Other credits include Rebuilding America's Communities, The Carter Center documentary about inner-city poverty (PBS, 1997 WorldFest Int'l Film Festival Silver Award), and dozens of educational and industrial films for Coca-Cola, BellSouth, and M&M Mars/Snickers. Donna was on the Board of Directors for Women in Film/Atlanta, and has been awarded Hambidge Center (GA), Fundacion Valparaiso (Spain), Helene Wurlitzer Foundation (Taos), and Centrum Arts (Port Townsend, Washington) writer's fellowships.

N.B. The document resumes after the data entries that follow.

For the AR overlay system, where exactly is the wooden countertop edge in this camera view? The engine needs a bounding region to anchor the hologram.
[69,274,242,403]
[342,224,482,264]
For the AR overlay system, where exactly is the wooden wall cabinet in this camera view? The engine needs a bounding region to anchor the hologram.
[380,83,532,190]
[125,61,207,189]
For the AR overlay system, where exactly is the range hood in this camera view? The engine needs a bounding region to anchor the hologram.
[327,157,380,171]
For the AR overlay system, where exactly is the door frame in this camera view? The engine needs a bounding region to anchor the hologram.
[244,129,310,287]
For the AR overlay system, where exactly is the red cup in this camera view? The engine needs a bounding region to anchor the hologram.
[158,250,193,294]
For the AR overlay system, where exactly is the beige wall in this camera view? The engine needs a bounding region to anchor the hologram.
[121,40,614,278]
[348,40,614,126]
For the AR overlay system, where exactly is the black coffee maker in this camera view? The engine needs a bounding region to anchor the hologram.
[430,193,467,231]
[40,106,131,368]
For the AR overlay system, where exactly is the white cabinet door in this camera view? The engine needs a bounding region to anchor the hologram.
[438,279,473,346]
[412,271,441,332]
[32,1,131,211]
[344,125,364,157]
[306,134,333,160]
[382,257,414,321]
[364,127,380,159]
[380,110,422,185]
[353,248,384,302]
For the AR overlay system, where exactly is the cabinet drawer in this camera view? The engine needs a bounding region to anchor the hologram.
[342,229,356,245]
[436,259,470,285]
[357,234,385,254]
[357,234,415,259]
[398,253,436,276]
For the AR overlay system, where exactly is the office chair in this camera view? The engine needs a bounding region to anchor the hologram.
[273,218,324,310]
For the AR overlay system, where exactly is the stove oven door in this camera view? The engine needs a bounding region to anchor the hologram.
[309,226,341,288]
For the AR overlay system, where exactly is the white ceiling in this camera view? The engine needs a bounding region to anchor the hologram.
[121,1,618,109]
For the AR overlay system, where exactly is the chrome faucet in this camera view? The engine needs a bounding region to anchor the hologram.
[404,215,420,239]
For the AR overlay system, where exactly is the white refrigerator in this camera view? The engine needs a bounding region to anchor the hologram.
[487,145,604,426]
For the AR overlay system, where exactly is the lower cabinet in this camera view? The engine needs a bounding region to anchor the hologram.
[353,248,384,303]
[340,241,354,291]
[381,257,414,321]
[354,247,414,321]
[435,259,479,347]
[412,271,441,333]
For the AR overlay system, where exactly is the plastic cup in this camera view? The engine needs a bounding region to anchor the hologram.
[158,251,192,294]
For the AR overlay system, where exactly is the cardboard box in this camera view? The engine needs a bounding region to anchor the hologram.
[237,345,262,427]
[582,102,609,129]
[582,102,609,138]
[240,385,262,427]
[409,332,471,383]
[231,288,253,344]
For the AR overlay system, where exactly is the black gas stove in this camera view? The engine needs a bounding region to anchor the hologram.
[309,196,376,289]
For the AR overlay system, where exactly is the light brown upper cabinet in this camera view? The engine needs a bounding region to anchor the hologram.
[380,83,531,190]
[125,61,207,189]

Prior to her writing career, Donna worked as an attorney with the AFL-CIO and the International Brotherhood of Electrical Workers, helping organize unions throughout the South. She has a J.D. and B.A./Journalism (magna cum laude) from the University of Georgia and is a member of the State Bar of Georgia.
Donna was raised an Army brat and has lived and worked in Germany, Korea, Ireland, Copenhagen, San Francisco, Los Angeles, Washington, DC, Georgia, North Carolina, Virginia, Kentucky, and Paris. As a child, she moved 12 times in 16 years. Her father was a JAG officer and military judge. When she was 16, her father died, and two weeks later, her family moved to Columbus, Georgia, where she finished high school.
For the next 20 years, Donna moved 19 times, graduated college, and worked in a variety of jobs, but always felt "different" from her fellow Americans. In 1997, she learned that she was not alone. While surfing the Internet, Donna discovered a Web site for her Taegu, Korea high school. A few weeks later, she attended an impromptu reunion in Washington, DC. It was revelatory. For the first time, Donna felt like she "belonged" somewhere, and thus began her journey "home."